Already, HUL’s underlying volume growth fell sequentially in the previous three quarters. Given the rural demand slowdown, price hikes taken and a higher base (volume growth of 16% in Q4FY21), expectations from volume performance are not particularly rosy. “With a deterioration in the mix and commodity inflation weighing down on margin, ad spends will not act as a buffer in protecting margin,” the Motilal Oswal report pointed out.

Brent crude prices have risen again post their softening last week and are now hovering around $115/barrel. Palm oil prices as on 21 March have gained 23% so far in CY22.

HUL can capitalize on its superior pricing power and the advantage of a strong brand, but raw material headwinds pose margin challenges. Product price hikes are expected to offer respite in Q4, but margin pressures are likely to show up from the beginning of FY23, analysts said “Compared with our earlier assumption of gross margin recovery in FY23, we now build a y-o-y gross margin contraction (for HUL). We maintain our revenue growth estimates, as benefit from price hikes is likely to be offset by lower volume growth,” said analysts at Jefferies India Pvt. Ltd in a report on 18 March.

Even so, a cutback on ad spends may offer some cushion to FY23 earnings before interest, taxes, depreciation and amortization (Ebitda) margins. However, with FMCG companies having gone through supply-chain disruptions because of the pandemic initially, and now due to the fallout of the Russia-Ukraine crisis, it remains to be seen how well HUL tackles inflation now.

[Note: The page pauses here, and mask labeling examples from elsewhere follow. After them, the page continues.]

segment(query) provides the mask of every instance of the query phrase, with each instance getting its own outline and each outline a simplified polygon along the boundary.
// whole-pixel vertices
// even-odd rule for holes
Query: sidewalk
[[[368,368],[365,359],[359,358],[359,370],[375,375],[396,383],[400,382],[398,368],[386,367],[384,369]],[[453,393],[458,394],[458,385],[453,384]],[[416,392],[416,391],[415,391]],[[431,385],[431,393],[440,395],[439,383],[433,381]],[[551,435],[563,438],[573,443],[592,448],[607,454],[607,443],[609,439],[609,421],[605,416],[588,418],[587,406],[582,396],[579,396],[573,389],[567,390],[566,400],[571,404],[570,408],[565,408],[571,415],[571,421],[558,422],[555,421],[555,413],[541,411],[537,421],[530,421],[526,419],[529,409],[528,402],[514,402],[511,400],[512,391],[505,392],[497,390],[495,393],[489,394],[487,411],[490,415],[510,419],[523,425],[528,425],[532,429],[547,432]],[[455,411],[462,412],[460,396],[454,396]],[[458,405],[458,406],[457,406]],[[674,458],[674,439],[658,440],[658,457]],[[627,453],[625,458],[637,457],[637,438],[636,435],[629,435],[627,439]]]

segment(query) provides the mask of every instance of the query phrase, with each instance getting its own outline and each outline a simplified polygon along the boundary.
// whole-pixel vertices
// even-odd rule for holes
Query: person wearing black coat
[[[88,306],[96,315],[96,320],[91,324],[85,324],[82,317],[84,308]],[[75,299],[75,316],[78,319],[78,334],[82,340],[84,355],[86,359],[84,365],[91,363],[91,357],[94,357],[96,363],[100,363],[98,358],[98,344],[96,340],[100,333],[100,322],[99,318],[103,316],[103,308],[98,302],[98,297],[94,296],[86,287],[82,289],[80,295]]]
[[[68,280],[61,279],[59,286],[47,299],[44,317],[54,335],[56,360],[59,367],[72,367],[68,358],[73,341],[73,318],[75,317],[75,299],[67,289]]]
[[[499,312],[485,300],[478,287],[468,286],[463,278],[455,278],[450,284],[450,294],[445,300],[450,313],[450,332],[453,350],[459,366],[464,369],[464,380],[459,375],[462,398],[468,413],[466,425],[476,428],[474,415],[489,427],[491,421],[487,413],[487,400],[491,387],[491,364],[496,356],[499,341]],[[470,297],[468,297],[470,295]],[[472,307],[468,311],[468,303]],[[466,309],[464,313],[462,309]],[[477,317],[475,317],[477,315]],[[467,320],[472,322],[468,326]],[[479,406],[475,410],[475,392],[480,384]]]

It is worth noting that HUL’s earnings have fallen short of its peers in recent quarters. Motilal Oswal’s analysts attribute this to “a higher proportion of the discretionary/out-of-home portfolio at 15-20% of sales and steep commodity cost inflation in its three largest categories—soaps, detergents, and dish wash”.

These factors along with the slowdown in demand recovery of premium products continue to cast a shadow on earnings. Accordingly, Motilal Oswal has cut FY23E/FY24E earnings per share by 10.3%/8.4%.

Meanwhile, a Mint report citing sources said HUL is in talks to buy a majority stake in the maker of MDH spices. “The potential MDH acquisition would be positive for HUL as it can benefit from the growth in the Indian spices market” said Varun Singh, analyst at IDBI Capital Markets & Securities Ltd.